To address these other challenges, let’s examine some other options. This list contains the key capabilities to look for when evaluating tools:
- A web-based tool with a good end-user experience. The browser-based capability negates the need to have end users install or maintain any client level details. As well, a web-based tool can be more easily extended externally to key partners, customers, or vendors.
- Ability to support easy download and upload via Excel, as users have grown comfortable using Excel.
- Data quality enforcement with a business rules engine and the option to configure rules without coding.
- Works directly on the data store of choice to minimize/eliminate any data movement. (And remember, changes at the speed of business is the goal. If the tool can communicate with multiple data stores, that’s a bonus.)
- Self-service tool that is easy to configure, but flexible enough to support your organization’s specific processes and needs when required.
- Provide strong approvals and workflow capabilities that can be configured by non-technical business users.
- Provide strong access control and security, with the ability to integrate to your organization’s authentication tools.
- Provide audit tracking and history (who changed, what changed, why changed, etc.)
- Easy to configure structure changes for data (change/add attributes, tables, views, UI’s, etc.)
- Teradata’s Reference Data Manager (RDM) satisfies all the listed capabilities. Teradata released one of the industry’s first RDM solutions over a decade ago. While other RDM tools may focus exclusively on managing codes and relationships, Teradata leverages basic code and relationship management capability to deliver wider data management capabilities. For instance, Teradata RDM automatically generates data maintenance UIs and web services for any data table. An example of the auto generated web UI is displayed below. Additionally, Teradata RDM can quickly convert a spreadsheet into a table.
For each of the business use case scenarios listed in the first section, Teradata RDM quickly solved the challenges of orphan data. The below steps were followed:
- Model each scenario as a collection of tables, views, etc. These tables/views looked very similar to the original Excel spreadsheets.

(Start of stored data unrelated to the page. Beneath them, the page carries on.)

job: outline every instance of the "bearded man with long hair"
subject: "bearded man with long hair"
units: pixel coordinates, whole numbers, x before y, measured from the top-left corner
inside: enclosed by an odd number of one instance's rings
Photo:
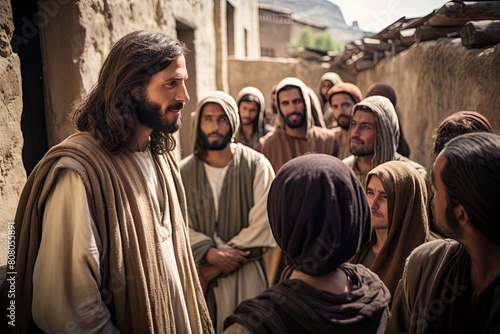
[[[185,45],[135,31],[21,194],[16,331],[212,332],[172,150],[189,95]],[[48,307],[50,305],[50,307]]]

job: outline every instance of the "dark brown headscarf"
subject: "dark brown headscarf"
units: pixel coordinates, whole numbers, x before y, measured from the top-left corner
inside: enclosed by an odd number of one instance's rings
[[[288,265],[311,276],[333,271],[370,238],[363,187],[330,155],[306,154],[285,163],[271,185],[267,210]]]
[[[402,161],[389,161],[372,169],[366,178],[367,185],[374,175],[387,194],[389,222],[387,240],[370,269],[394,295],[406,258],[429,239],[427,186],[417,170]]]

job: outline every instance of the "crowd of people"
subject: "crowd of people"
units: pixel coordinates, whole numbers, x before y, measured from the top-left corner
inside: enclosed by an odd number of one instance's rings
[[[337,73],[207,92],[185,45],[116,42],[15,217],[21,333],[500,333],[500,135],[477,111],[409,159],[396,91]],[[185,126],[185,125],[184,125]],[[5,316],[4,316],[5,319]]]

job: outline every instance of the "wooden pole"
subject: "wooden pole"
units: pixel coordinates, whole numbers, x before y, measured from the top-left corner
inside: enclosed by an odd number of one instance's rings
[[[462,45],[484,47],[500,43],[500,20],[469,21],[462,31]]]

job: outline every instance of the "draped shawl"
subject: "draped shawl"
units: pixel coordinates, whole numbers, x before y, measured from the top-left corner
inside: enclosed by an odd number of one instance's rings
[[[429,239],[427,186],[415,168],[401,161],[389,161],[372,169],[367,185],[372,176],[380,179],[387,195],[389,222],[387,240],[370,269],[380,276],[393,295],[406,258]],[[372,245],[373,242],[365,250]],[[362,251],[351,262],[362,263],[363,254],[366,252]]]
[[[153,156],[171,221],[160,219],[162,224],[172,224],[188,321],[195,333],[212,332],[188,243],[186,201],[177,164],[172,153]],[[64,157],[71,159],[61,159]],[[77,166],[71,163],[75,160]],[[114,324],[122,333],[176,333],[175,322],[170,321],[174,316],[171,297],[163,284],[163,277],[169,273],[153,223],[158,218],[146,180],[130,153],[110,154],[86,132],[75,133],[50,149],[30,174],[21,194],[15,217],[16,330],[30,331],[32,275],[43,209],[62,168],[76,171],[85,185],[102,241],[102,290],[107,292],[105,300],[110,299],[107,306]]]
[[[350,292],[335,294],[286,279],[241,303],[224,327],[239,323],[256,334],[383,333],[389,313],[387,288],[362,265],[344,263],[339,269],[353,283]]]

- Leverage the reference data self-service tool (RDM) that auto-generates web UIs for each table. The web UI supports table maintenance without code and the upload/download via Excel. The Excel upload process supports data quality enforcement (both data model and application-level business rules).
- Attributes that require quality checks are isolated and determined if data model logic could enforce quality or if other rules/logic were required (i.e., data type enforcement or valid value list enforcement).
- Business rules (typically SQL) were defined for the non-data model rules (valid ranges, tolerances, etc.). Teradata RDM provides a business rules wizard that creates SQL rules without coding.
- Data ownership for each attribute was identified and incorporated into the role-based access control. The self-service tool supports granular role-based access to the level of row and column (cell) intersection.
- Six months after deployment, 90% of the users from the above examples were no longer using Excel to make most updates. The 10% exceptions were still using Excel for bulk data uploads.
Overall, orphan data challenges can be daunting. However, when you combine the right process and technologies, the solution becomes straightforward.